スタグフレーションの危機に直面

ロシア中央銀行のビル 写真提供:wikipedia.org / NVO

ロシア中央銀行のビル 写真提供:wikipedia.org / NVO

ロシア中央銀行は過去3年間、引き締め型の金融政策を維持し、物価上昇を抑えるために8・25%という高い基準金利を持続させている。

 ロシアはスタグフレーションの深刻なリスクに直面している。現在のインフレは基準金利やマネーサプライ政策だけではなく、弱体的な経済活動による影響も受けている。

 価格刺激に対する経済の反応は鈍い。生産高は2012年半ばまでに危機発生以前のレベルまで回復したが、生産者物価は2008年から32%も上昇している。 

 金融の安定化と経済成長の間で良好な均衡を実現するために、中央銀行は戦略の調整を図る必要がある。

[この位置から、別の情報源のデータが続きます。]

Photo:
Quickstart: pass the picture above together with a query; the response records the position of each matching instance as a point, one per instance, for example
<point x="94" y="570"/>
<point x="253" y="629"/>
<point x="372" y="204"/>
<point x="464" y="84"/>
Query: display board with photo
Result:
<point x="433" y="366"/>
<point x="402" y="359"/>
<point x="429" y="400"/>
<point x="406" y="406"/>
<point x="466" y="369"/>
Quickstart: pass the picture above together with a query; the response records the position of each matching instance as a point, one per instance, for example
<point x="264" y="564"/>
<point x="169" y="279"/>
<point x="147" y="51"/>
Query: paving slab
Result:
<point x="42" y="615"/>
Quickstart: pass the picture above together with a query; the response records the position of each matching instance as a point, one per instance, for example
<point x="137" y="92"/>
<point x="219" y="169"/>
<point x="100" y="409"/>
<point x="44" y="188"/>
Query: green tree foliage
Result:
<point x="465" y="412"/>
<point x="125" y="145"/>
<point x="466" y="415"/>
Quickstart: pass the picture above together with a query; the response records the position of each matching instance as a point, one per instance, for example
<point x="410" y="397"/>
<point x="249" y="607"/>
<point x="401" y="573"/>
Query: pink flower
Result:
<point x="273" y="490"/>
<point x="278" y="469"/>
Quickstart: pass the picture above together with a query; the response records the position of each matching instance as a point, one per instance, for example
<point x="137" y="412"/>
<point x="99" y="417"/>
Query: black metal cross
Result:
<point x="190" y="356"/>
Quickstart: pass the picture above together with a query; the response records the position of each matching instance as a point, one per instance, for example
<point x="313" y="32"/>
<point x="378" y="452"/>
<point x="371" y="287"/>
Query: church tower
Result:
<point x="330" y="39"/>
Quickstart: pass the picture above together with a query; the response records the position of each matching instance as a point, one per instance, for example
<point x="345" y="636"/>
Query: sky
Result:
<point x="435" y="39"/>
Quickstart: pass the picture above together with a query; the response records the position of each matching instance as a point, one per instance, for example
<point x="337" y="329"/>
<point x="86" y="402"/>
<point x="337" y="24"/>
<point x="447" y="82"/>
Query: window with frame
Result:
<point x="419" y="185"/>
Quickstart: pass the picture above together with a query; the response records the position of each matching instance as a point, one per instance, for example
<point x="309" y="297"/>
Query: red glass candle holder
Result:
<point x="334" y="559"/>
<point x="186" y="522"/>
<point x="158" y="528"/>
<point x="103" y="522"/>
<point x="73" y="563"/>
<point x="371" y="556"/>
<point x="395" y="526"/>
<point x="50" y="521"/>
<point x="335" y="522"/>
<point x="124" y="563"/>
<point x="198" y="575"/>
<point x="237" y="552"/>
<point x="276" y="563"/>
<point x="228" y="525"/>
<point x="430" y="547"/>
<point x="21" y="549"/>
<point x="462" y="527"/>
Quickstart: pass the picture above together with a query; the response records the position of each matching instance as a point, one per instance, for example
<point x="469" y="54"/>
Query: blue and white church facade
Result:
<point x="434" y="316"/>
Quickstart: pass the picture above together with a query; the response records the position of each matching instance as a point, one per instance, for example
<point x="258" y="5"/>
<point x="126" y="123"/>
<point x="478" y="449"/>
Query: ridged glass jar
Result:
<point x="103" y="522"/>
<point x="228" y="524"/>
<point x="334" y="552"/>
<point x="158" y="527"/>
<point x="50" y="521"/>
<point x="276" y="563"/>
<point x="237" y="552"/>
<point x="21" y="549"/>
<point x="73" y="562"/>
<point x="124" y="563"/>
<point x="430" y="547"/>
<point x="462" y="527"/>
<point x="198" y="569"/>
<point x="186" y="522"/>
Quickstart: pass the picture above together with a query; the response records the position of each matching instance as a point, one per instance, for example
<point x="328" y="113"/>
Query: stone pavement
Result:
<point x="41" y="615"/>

 景気刺激政策は、狙い通りの成長加速をもたらすだろうが、どの程度の経済的生産高の増加が生じたとしても、将来の金融的な混乱によって打ち消されてしまうであろう。

 新たな経済政策は需要重視から供給重視の経済への移行を前提としている可能性がある。ロシア経済が必要としているのは金融緩和拡大ではなく、バランスのとれた金融業界の発展である。